Data Governance Frameworks
Implement data governance that enables data usage while maintaining compliance. Covers data cataloging, data classification, access policies, data quality rules, lineage tracking, and the organizational structures that make governance effective.
Data governance answers three questions: What data do we have? Who is allowed to access it? Is it accurate? Without governance, organizations drown in data lakes full of undocumented, unclassified, ungoverned data that no one trusts and everyone is afraid to use.
Governance Pillars
1. Data Cataloging: What data exists and where
2. Data Classification: Sensitivity level of each dataset
3. Access Control: Who can access what, and how
4. Data Quality: Is the data accurate and complete?
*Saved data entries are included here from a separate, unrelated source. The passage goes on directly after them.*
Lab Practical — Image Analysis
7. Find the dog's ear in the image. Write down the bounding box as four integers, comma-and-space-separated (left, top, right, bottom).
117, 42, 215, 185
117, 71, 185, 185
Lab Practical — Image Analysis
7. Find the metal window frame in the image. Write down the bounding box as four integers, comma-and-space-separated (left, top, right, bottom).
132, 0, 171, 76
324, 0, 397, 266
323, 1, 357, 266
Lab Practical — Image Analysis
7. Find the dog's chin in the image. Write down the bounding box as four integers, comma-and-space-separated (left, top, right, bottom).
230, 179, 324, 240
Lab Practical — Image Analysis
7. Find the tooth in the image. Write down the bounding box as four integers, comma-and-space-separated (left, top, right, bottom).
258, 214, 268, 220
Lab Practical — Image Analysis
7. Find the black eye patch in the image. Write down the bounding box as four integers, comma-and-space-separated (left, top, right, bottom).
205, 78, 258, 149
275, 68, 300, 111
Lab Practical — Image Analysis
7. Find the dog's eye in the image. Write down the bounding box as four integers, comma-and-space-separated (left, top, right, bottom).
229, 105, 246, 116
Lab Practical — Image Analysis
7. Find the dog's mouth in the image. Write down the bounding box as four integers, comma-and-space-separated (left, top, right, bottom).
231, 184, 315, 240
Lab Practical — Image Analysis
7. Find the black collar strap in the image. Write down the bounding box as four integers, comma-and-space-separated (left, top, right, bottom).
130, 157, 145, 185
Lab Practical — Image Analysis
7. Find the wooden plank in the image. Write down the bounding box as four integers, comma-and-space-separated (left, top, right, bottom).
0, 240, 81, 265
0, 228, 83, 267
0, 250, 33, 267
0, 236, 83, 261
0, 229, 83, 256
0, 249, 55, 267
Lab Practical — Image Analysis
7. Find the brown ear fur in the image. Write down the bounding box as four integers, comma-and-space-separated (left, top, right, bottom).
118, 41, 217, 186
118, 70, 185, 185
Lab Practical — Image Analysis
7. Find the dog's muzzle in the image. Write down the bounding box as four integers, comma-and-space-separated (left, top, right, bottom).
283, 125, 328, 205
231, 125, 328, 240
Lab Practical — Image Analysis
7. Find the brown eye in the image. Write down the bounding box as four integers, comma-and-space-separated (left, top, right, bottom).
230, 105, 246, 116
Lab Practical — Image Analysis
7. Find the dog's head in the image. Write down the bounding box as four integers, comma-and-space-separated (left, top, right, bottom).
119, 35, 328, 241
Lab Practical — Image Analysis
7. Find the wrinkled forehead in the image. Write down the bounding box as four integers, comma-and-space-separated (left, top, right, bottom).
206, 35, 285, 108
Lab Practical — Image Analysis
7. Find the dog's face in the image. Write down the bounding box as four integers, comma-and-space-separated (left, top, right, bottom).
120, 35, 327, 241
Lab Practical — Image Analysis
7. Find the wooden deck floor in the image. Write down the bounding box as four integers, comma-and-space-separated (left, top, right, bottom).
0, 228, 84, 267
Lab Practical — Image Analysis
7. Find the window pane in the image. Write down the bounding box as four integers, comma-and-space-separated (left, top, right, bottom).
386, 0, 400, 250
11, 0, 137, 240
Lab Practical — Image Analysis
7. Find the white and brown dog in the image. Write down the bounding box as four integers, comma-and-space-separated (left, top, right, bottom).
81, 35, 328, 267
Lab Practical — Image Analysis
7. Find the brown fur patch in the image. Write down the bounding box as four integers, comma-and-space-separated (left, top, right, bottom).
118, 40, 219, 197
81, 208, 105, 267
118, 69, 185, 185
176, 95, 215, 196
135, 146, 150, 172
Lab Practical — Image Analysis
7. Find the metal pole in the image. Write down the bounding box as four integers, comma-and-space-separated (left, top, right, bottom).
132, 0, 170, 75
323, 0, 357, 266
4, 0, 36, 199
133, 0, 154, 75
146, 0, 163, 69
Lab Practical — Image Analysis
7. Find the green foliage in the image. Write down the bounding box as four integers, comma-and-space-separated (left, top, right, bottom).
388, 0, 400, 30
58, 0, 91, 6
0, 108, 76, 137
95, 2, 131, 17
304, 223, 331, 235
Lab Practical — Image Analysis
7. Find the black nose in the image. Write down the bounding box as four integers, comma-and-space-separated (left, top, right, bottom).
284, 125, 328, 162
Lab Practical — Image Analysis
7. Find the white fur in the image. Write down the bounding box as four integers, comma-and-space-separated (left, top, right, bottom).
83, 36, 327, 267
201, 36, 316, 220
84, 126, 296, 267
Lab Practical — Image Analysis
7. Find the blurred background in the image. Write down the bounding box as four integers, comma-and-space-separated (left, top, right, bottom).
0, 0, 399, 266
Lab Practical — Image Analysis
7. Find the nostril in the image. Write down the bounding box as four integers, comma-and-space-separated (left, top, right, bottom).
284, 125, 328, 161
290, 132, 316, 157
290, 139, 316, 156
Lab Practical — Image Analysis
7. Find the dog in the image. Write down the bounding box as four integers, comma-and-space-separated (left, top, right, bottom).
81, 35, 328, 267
5. Data Lineage: Where did this data come from, what transformed it?
6. Retention: How long do we keep data?
7. Privacy: PII handling, consent, right to deletion
Data Classification
classification_levels:
public:
description: "Data intended for public consumption"
examples: ["Marketing content", "Public APIs", "Blog posts"]
controls: "None required"
internal:
description: "Data for internal use, not sensitive"
examples: ["Internal wikis", "Non-sensitive metrics", "Team directories"]
controls: "Authentication required"
confidential:
description: "Business-sensitive data"
examples: ["Revenue data", "Customer lists", "Strategic plans"]
controls: "Role-based access, audit logging"
restricted:
description: "Highly sensitive, regulated data"
examples: ["PII", "PHI", "Payment card data", "SSN"]
controls: "Encryption, MFA, audit logging, DLP, retention limits"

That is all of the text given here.